In The Mists of Na Crainn, Lyric Doherty and her friend Andrew Devlin find clues at the mysterious Arbor Fair that may lead them to their missing mothers. One night after the Village Na Crainn’s annual Winter Pageant, they plan to take off on their own to find out where those clues lead.
Fireworks boomed through the icy pink sky, sending out flashes of colored light. They circled and whirled, then made false snowflakes that mixed with the real ones floating to the ground. A quartet of play-themselves instruments accompanied the spectacle. Earlier, several groups of instruments just like them drew the attention of the attendees to winter pageant.
Lyric took a bite of syrupy air candy and looked over at her father holding Paddy on his shoulders, both of them attentively watching and listening. The entire spectacle obviously enchanted Paddy, but her father appeared more solemn. Earlier that night, a small group of mostly parents made up the audience as her father’s students played their respective instruments. Sometimes their playing brought tears to Lyric’s eyes and sometimes the joyful rhythms and sounds had everyone on their feet dancing. The attendance was much lower than last year’s.

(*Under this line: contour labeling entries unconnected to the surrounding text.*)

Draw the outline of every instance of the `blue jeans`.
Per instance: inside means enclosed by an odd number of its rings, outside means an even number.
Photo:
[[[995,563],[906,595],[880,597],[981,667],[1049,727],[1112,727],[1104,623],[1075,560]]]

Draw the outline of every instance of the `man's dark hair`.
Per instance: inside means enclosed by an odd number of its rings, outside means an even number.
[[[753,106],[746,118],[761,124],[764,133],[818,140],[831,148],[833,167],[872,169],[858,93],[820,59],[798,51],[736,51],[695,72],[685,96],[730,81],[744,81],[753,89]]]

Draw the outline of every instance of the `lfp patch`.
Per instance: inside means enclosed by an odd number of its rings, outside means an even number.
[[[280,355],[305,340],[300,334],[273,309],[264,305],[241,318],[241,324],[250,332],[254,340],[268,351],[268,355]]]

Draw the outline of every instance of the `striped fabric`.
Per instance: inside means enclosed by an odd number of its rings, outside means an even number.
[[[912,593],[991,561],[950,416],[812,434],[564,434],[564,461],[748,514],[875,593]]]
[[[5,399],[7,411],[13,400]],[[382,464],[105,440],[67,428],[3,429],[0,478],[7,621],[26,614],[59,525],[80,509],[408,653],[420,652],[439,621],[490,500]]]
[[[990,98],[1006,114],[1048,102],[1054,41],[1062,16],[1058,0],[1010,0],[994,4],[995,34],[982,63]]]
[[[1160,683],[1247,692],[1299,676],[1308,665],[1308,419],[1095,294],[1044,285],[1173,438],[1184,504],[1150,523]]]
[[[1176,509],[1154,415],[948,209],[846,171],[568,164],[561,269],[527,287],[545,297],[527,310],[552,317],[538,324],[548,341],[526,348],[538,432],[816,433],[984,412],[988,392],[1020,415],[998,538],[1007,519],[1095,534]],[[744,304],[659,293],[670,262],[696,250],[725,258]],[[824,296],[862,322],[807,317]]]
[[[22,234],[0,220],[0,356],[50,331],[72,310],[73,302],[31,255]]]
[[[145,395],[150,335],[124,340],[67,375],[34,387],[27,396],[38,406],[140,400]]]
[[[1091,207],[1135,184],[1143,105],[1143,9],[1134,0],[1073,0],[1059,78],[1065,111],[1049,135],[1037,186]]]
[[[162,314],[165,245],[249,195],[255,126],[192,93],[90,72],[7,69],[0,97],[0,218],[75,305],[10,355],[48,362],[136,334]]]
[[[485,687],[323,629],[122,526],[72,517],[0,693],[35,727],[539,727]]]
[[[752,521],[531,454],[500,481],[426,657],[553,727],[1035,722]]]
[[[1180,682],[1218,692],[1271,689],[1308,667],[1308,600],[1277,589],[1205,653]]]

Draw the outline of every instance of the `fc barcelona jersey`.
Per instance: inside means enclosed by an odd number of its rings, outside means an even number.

At one point, Lyric saw Andrew in the crowd and for a moment she caught his eye. He nodded slightly. She looked at the clock tower and noted the time. Five minutes more.
After the parade finished, she said to her father. “Dad, I’m tired. I think I’ll walk home with the Riordans. Is that all right?”
His expression was stern. “The Riordans live short of the house. Wait for Paddy and me. We’ll be leaving in half an hour, no more.”
Lyric had to think quickly. “Will you be going back for your instruments?”
“No, not this night. I’ve already locked them in the cabinets.” The crowd reacted as another round of fireworks blazed into the sky.
“Whoa, dad! Look at that, Lyric!” Paddy’s beaming face reflected the multicolored light.
For a moment, Lyric felt a sadness fall over her. “It is great, Paddy.” The last of the fireworks filled the space overhead, followed by silence as the sky returned to what it had been before.
At that moment, Maeve appeared from amidst the crowd. “Now, who’d like to walk home with an old woman?”
Lyric grasped her hand. “You’re not an old woman, grandma, but I’ll walk home with you.”
“We’ll be home shortly,” her father called after them.
Maeve shouted over her shoulder. “We won’t wait up!” She shivered. “Could it get any colder, fair Lyric?”
“I don’t think so.” Lyric pressed against her as they walked. They hurried up the pathway, and Lyric became ever more mindful of the boundaries she’d never seen before, the parameters defined in Caitlin’s book. “That night outside our house, maimeó, what did you see?”
“The night you said that something was afoot. How did you know?”
“Oh, ‘twas nothing. A feel in the air is all. A bit of an unexpected chill. There’s no need for you to worry tonight, Lyric.”
“I’m not. Not now. I just like to be careful.” At that moment, a slight glimmer of light coming from up on the hill caught her eye. “I can make my way from here. It’s only a few feet more.”
“No, I promised your father and I should at least get you to the door.” They walked the rest of the way silently.
Once they reached the house, Maeve would not let go of Lyric until she opened the door and Lyric stepped inside. Maeve pinched both of Lyric’s cheeks. “You take care. And get some good rest. I’ll see you tomorrow in church.”
“Yes, maimeó. Good night.” Lyric closed the door behind her, but only for a moment. She turned off the light and almost opened it again, but thought twice. It would take a while for Maeve to finish the walk down the hill and she didn’t want to take any chances. But she didn’t want to wait too long since Michael and Paddy would be coming soon.
Something pressed against her leg and she startled. “Chabela! I would have thought you’d have been sleeping by now.” She lowered herself to the floor. “You can’t go with me, little girl, and you quite know it.” She picked up the tiny cat who stroked her head against Lyric’s cheek. “I’m a little afraid,” Lyric confessed to her in a whisper, then set her back down on the floor. “But I have to go now and quickly.”
Lyric opened the door slightly and slipped out into the night. She hurried to find the book bag she’d packed earlier hidden just behind the fence. The forest in the distance wailed.
Above her head, the pink clouds opened slightly and the yellow moon hovered over head.